"Wir müssen dieses Leiden daran, dass wir nicht gemeinsam am Tisch des Herrn feiern können, wachhalten", sagte die baptistische Theologin und Kirchenhistorikerin Andrea Strübind (Oldenburg) am Samstag in Frankfurt am Main auf einem Live-Podium zum Schwerpunkt Ökumene. An der Diskussion nahmen Theologen aus der evangelischen und freikirchlichen, orthodoxen sowie römisch-katholischen Tradition teil.
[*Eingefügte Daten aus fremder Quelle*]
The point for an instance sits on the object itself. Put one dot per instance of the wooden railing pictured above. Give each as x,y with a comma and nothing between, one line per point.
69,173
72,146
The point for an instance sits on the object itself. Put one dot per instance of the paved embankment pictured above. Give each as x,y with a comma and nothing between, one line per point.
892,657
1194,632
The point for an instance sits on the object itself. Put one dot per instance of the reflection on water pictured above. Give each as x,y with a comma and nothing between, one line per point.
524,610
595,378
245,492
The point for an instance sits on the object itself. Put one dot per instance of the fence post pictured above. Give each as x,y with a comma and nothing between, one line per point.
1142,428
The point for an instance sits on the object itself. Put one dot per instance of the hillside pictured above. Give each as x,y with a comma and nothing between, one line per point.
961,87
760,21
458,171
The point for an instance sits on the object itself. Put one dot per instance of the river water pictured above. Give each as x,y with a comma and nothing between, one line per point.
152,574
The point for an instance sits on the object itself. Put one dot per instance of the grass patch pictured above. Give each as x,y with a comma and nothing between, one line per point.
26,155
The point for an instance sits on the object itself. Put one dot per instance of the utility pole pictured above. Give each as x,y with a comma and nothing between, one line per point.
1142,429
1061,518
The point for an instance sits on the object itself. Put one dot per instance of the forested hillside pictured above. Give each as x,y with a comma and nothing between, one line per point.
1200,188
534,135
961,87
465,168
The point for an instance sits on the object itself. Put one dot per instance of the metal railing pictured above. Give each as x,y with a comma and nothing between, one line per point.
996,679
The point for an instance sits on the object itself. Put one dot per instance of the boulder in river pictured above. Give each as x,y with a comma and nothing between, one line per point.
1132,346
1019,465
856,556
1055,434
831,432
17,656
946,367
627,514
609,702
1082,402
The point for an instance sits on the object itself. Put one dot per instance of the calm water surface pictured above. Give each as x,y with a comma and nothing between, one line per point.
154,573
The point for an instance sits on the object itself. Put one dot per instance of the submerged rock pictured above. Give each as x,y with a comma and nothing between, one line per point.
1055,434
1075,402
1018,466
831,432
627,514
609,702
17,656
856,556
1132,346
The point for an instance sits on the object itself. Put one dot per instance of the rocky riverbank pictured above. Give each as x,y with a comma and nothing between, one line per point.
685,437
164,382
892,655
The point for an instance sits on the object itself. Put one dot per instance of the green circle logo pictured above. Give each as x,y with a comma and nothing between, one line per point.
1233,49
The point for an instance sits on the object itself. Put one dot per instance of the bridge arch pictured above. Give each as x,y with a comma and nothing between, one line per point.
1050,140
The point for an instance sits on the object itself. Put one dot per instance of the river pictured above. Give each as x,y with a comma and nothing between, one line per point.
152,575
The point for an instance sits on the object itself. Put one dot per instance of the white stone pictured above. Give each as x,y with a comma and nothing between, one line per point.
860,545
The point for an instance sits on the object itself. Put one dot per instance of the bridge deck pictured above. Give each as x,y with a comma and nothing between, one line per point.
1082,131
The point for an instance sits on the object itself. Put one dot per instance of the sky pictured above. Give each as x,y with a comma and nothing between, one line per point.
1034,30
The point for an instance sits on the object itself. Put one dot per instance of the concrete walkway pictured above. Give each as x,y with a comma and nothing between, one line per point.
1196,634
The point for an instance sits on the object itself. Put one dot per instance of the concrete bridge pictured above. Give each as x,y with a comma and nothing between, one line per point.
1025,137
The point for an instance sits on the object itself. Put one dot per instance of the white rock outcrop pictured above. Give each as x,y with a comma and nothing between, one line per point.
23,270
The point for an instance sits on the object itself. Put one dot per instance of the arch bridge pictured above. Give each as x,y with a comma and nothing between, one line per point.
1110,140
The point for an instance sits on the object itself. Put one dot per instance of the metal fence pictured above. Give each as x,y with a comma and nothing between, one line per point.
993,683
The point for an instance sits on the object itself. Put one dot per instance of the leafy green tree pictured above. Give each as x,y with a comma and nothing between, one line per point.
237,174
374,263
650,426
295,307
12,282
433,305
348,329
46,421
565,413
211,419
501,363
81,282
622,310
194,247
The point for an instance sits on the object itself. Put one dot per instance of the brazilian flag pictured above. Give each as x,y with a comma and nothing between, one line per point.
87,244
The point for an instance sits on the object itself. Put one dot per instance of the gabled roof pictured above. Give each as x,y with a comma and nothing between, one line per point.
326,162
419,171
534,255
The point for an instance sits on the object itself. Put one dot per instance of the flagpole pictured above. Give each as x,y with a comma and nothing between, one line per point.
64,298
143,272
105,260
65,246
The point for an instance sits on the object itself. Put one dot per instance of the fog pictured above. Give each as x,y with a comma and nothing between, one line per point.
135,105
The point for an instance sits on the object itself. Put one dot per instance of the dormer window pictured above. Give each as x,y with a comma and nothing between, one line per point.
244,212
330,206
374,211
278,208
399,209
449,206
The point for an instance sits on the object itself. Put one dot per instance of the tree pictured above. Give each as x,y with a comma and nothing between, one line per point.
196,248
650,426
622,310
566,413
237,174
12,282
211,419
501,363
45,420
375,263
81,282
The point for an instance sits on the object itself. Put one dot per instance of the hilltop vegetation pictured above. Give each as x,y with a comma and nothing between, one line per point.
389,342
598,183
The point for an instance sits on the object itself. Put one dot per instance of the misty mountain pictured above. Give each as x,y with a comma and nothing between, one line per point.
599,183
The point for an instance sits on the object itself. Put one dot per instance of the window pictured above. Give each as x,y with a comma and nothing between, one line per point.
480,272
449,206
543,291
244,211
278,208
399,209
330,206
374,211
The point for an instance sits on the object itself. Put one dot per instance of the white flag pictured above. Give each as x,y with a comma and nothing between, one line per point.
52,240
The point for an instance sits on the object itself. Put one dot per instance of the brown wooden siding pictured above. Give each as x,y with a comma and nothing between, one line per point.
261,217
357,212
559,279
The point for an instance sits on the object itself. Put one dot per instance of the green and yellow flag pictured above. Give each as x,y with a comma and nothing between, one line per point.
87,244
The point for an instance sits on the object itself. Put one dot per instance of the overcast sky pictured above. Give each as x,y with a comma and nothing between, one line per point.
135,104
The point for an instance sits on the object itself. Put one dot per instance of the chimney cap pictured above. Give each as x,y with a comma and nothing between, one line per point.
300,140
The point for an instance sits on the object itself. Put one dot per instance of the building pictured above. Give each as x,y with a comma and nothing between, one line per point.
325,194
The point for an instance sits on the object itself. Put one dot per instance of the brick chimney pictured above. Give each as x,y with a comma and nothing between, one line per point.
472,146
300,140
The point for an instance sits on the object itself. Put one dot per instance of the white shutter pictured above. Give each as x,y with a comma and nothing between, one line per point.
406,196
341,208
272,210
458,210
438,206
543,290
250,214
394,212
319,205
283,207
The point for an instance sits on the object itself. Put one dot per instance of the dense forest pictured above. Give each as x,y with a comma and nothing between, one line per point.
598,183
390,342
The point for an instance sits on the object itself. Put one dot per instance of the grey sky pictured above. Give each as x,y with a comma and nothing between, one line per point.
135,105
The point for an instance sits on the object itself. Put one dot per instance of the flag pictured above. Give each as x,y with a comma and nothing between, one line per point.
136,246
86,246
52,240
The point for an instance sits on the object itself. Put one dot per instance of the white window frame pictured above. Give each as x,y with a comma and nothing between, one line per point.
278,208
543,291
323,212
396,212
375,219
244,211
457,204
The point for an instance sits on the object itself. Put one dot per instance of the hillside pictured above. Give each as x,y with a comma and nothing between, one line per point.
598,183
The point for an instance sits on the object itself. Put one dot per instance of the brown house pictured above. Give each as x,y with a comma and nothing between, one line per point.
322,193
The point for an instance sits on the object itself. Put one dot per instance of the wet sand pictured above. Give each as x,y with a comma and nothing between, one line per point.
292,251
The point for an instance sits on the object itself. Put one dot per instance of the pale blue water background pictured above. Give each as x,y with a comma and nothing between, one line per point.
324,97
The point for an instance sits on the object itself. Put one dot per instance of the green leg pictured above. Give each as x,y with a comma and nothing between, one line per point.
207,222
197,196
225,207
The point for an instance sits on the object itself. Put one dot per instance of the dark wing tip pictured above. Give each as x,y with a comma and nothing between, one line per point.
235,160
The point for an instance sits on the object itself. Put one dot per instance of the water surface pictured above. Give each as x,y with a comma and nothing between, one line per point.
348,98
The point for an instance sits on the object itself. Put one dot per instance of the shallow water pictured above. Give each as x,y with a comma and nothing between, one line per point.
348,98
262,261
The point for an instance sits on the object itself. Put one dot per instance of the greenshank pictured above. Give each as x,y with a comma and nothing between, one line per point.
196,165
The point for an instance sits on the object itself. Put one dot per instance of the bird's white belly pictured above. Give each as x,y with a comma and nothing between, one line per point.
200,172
Dabei wurde das 2019 veröffentlichte Dokument "Gemeinsam am Tisch des Herrn" des Ökumenischen Arbeitskreises evangelischer und katholischer Theologen (ÖAK) als wichtiger Beitrag zur Annäherung der Kirchen gewürdigt. Das Votum spricht sich für eine mögliche Teilnahme von Protestanten an der katholischen Eucharistie und von Katholiken am evangelischen Abendmahl aus, ohne dass konfessionelle Unterschiede geleugnet werden. Der Vatikan hatte gegenüber dem Papier theologische Zweifel geäußert.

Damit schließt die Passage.